In the year and a half since installation, the unit has become a central part of the trust’s strategic approach to service reconfiguration.

Most recently it has been used as a hand trauma ward and theatre where, last month, it played host to the 250,000th procedure to take place in a Vanguard mobile facility worldwide.

This 250,000 procedures milestone was a significant one, not just for Vanguard and the trust involved; but for the NHS as a whole.

Without forward-looking trusts like Norfolk and Norwich University Hospitals NHS Foundation Trust, where the milestone was reached, the portion of NHS procedures represented by the 250,000 procedures milestone would have either been delayed or outsourced. Instead, those forward thinkers, with the help of Vanguard, have kept care firmly within the NHS.

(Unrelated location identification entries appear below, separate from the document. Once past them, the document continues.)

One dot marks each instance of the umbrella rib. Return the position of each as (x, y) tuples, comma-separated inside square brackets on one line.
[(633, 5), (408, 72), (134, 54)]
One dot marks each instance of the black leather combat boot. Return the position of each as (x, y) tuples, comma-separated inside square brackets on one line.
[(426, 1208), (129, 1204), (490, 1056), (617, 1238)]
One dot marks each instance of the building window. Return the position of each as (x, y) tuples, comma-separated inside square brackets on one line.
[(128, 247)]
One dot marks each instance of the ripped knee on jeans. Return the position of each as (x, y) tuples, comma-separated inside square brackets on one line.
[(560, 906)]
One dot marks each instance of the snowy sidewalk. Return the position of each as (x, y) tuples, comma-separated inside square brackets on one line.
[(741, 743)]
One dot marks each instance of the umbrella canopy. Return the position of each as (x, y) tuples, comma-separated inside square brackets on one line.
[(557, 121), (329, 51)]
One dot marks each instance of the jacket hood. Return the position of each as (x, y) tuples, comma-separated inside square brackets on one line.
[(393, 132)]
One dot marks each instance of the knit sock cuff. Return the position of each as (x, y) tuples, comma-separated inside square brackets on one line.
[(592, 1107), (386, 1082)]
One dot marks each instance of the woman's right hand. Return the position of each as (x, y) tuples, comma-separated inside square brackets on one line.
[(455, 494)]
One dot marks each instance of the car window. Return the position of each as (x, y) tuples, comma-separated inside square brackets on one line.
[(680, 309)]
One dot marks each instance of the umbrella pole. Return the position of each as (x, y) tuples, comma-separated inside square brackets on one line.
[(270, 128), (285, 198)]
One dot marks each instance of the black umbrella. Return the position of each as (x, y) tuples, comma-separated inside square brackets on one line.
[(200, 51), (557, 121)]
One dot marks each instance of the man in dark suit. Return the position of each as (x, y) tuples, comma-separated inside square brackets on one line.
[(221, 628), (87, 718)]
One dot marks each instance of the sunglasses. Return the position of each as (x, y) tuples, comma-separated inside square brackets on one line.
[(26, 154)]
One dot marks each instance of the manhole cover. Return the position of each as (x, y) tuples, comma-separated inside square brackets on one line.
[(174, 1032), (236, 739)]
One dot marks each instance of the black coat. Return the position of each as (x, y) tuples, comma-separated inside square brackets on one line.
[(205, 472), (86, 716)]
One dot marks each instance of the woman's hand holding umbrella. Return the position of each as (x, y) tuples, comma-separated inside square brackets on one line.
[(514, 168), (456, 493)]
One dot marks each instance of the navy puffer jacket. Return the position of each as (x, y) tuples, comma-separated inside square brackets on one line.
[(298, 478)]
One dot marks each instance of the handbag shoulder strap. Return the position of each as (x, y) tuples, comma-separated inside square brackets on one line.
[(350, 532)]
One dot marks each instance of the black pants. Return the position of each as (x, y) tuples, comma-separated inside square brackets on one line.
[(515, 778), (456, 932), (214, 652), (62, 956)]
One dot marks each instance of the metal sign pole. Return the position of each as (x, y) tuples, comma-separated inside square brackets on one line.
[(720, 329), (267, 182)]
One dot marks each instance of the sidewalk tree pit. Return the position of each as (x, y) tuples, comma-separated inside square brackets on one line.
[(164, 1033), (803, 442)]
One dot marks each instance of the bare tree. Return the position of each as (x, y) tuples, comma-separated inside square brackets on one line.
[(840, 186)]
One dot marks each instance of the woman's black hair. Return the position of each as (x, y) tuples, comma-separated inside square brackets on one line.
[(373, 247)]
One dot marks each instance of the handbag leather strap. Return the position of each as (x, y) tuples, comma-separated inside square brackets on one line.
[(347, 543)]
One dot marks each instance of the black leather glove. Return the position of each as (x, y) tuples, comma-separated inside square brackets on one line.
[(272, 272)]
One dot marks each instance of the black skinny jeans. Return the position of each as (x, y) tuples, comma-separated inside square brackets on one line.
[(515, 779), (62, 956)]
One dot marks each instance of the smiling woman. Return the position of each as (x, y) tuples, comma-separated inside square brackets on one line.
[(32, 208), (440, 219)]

For patients, that can only be a positive thing, but there are financial considerations in play too.

If the trusts involved had not embraced mobile facilities, they may have instead been forced to outsource or delay procedures, incurring significant costs and, possibly, fines.

As a strategic partner to the NHS, Vanguard has designed the cost of leasing a mobile facility to be offset by the capacity it provides to maintain or increase activity, and thereby increase revenue.

In short, the approach delivers a significant saving to the NHS when compared with alternative options.

The future

The number of patients treated in mobile facilities is expected to grow exponentially in the years ahead as a result of the Sustainability & Transformation healthcare reconfiguration.

Early adopters have shown that flexible infrastructure is a simple-but-effective way of keeping up with demand even when a hospital’s physical capacity is at its limit, keeping care firmly within the NHS, even at peak times.